Point is that marriage is totally like that sometimes. Unfair. Beautifully unfair. Stupidly unfair. It’s unfair and yet two lovebirds (turned ordinary people) keep putting on their pants one leg at a time and pouring cups of coffee and, later in the day—at least noon—, glasses of wine for each other.
It’s selective forgetfulness really. At least that’s what I’ve come to discover. The best way to be a terribly unhappy couple is to tally up the wrongs. Honestly, where are you going to contain all of them when there’s so damn many? I lost track years ago.
I mean. Yeah. If my dream boat husband does something real stupid or hurtful (rare), I’m gonna check him on it and I’m gonna mean it. I go to him. I cry. I say what I need to say and then I make it super clear the cut that was made.
But most of the other time, I’m pretty much on total roll mode. Meaning, I let a lot roll right off my back. I think about what I’m doing. That’s my focus. And then I look to the side and see the good from Paul and I’m like, “Hey, that’s awesome. I like that! Thanks!”
What I want of personal peace and success and fulfillment, I make it happen. And the more and more I lean on myself for those things (lifting up faith for the gaps), the happier I am in marriage. Everything from Paul is bonus. It’s not the meat of the thing. It’s the icing. It’s the sprinkles. It’s the candles lit for wishing on. This thinking would have been foreign to a younger version of myself.
What a dichotomy this is! That the purpose of our efforts together is largely aimed at a hope for our independent selves. I’m not forgetting that part of marriage where two become one. Yes, we build up a culture and life together. Yes, we raise kids together. Yes, we can sometimes speak without talking and we can talk without finishing sentences. And how great to see that coming together and building up of something so complex! But most of the time we are too little, too human, too real, for all that spiritually magic stuff. And for those times, the largest reason why I’m here and I stick around is because I believe that by doing so, there is a way, with me here both as blessing and thorn, for Paul to become his best self.
And when there are times when I feel like I’m in the arena for my marriage, gloves on and punching invisible threats (pride, anger, jealousy, bitterness, loss, and on and on), it’s in the name of my husband, not us. Not me.
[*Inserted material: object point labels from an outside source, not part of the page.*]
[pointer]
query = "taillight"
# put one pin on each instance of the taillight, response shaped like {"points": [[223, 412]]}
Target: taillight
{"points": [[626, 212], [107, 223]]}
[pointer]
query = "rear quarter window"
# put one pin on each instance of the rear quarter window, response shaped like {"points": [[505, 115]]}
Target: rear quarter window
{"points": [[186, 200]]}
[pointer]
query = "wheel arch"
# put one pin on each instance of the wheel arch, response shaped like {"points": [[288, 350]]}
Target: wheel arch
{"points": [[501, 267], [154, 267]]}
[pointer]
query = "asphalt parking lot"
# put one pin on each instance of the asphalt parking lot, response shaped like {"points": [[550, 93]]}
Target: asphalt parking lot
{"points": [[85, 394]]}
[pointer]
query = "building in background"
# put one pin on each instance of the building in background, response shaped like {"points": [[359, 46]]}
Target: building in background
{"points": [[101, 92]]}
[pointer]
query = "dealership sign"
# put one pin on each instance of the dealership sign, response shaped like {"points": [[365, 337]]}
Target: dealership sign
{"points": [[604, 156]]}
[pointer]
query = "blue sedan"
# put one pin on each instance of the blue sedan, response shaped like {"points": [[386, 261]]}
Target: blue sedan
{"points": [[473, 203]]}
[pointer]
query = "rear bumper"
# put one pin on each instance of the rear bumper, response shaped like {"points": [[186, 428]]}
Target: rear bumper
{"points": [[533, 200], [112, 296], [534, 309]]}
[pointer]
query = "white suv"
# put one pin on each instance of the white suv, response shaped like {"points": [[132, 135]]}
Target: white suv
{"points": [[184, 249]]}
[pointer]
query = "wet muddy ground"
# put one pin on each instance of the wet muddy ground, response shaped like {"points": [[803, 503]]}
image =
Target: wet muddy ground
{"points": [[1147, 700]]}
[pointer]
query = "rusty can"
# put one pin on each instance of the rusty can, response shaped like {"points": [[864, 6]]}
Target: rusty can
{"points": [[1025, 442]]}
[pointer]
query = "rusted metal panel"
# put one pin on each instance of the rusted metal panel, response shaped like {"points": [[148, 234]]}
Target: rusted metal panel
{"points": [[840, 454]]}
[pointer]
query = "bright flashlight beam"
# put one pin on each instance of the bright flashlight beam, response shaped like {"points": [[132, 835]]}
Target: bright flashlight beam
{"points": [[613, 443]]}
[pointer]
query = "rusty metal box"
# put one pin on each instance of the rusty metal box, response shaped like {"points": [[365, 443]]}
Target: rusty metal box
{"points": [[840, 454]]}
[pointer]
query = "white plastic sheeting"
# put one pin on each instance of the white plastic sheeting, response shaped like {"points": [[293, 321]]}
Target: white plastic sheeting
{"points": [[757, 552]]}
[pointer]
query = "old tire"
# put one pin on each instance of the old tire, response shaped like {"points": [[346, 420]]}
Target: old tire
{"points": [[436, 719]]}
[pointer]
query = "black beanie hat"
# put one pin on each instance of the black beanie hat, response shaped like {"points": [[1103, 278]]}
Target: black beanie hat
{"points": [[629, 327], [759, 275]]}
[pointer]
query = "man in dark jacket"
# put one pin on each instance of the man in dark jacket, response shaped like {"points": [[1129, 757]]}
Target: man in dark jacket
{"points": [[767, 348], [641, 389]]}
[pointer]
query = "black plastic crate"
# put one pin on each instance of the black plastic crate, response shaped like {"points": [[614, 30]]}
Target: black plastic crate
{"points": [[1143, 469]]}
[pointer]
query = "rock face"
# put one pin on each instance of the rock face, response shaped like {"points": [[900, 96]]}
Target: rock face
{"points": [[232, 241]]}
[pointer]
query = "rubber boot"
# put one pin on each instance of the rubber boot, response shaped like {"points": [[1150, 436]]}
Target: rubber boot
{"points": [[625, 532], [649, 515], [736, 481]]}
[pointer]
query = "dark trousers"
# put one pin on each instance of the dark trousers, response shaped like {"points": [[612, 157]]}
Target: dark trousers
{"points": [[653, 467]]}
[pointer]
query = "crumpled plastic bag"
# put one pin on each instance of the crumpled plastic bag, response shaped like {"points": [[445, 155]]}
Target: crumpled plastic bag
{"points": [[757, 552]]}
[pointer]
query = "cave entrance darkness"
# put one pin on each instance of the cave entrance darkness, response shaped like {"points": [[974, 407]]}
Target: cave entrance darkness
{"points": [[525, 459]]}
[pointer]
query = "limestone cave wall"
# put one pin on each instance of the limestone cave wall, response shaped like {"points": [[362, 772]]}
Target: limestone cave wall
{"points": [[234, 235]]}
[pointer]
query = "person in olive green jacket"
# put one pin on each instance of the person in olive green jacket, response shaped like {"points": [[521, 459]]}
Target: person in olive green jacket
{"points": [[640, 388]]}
And this is why I could give a flying turd about things being fair. The very idea of fair in marriage is laughable. It’s not fair for someone to put up with my hairpins strewn like seeds and toothpaste that forgets to drain and still say yes to me. But he does. Hopefully, by the time all our hormones have run out, I’ve learned how to close all those drawers.
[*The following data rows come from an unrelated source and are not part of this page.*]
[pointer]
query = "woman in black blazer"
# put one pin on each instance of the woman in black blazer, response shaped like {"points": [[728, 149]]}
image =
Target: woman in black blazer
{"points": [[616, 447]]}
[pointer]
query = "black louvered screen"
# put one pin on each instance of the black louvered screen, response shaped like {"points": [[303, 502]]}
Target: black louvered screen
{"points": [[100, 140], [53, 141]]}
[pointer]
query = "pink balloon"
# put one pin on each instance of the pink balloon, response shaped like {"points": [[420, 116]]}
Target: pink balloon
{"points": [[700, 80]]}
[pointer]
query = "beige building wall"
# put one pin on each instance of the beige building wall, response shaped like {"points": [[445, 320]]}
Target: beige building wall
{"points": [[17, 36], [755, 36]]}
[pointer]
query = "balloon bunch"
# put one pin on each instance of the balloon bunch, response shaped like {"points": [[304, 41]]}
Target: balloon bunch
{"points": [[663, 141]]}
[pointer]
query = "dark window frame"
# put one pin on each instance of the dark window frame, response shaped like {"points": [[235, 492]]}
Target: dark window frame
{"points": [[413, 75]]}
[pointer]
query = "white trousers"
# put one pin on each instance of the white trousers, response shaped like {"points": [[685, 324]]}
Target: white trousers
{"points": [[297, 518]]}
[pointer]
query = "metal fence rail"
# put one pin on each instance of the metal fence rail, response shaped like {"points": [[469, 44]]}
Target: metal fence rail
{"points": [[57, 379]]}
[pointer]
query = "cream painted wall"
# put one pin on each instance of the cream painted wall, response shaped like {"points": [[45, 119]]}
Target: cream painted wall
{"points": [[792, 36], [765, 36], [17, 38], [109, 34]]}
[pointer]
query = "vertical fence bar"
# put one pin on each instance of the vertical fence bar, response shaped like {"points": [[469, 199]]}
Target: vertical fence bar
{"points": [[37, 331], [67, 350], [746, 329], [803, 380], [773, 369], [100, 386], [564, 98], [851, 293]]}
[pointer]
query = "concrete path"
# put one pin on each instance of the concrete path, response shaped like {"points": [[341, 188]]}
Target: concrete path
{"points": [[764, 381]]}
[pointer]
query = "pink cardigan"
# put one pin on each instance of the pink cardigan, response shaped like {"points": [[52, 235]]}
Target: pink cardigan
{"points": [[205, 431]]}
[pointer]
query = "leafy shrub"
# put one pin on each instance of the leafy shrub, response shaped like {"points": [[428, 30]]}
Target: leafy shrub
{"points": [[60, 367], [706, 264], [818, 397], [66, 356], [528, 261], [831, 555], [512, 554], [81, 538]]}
No, marriage is not fair. Marriage is ridiculous. It’s a radical love dressed up as consistent kindnesses trickling out, no questions asked. Sometimes our spouses are on fire and teeth in the game and pawing at us and begging for more time because they are crazy in love (the best, right?). But those other seasons of marriage? Well, there’s the ordinary time. The lull. The numb. The hurt. The distant. Ugh. These things happen. Maybe a couple days. Maybe a stretch of weeks.
And when we are there in those lesser seasons, we must sometimes be radically unfair. Where there is not enough affection from him, we give him more of what he needs for the touch. Where there is not enough work on his part, we give him all our 100%. Where there is no spark in his eyes, we gather up all the sticks and set the freaking house on fire.
We work double-time. We go double-step. We keep going even after the finish line. And we do it because what we do was in their name in the first place, so to circle back and pick them up is exactly our sort of thing.
Because from what I know, no, marriage is not always fair. I've loved harder than he did at times. And I've received that kind of fighting, fierce love too. It's unfair. But it is painfully beautiful. Because beyond worth, there's still a rope.
Marriage may not always be fair, but that doesn’t stop it from being incredibly, incredibly good.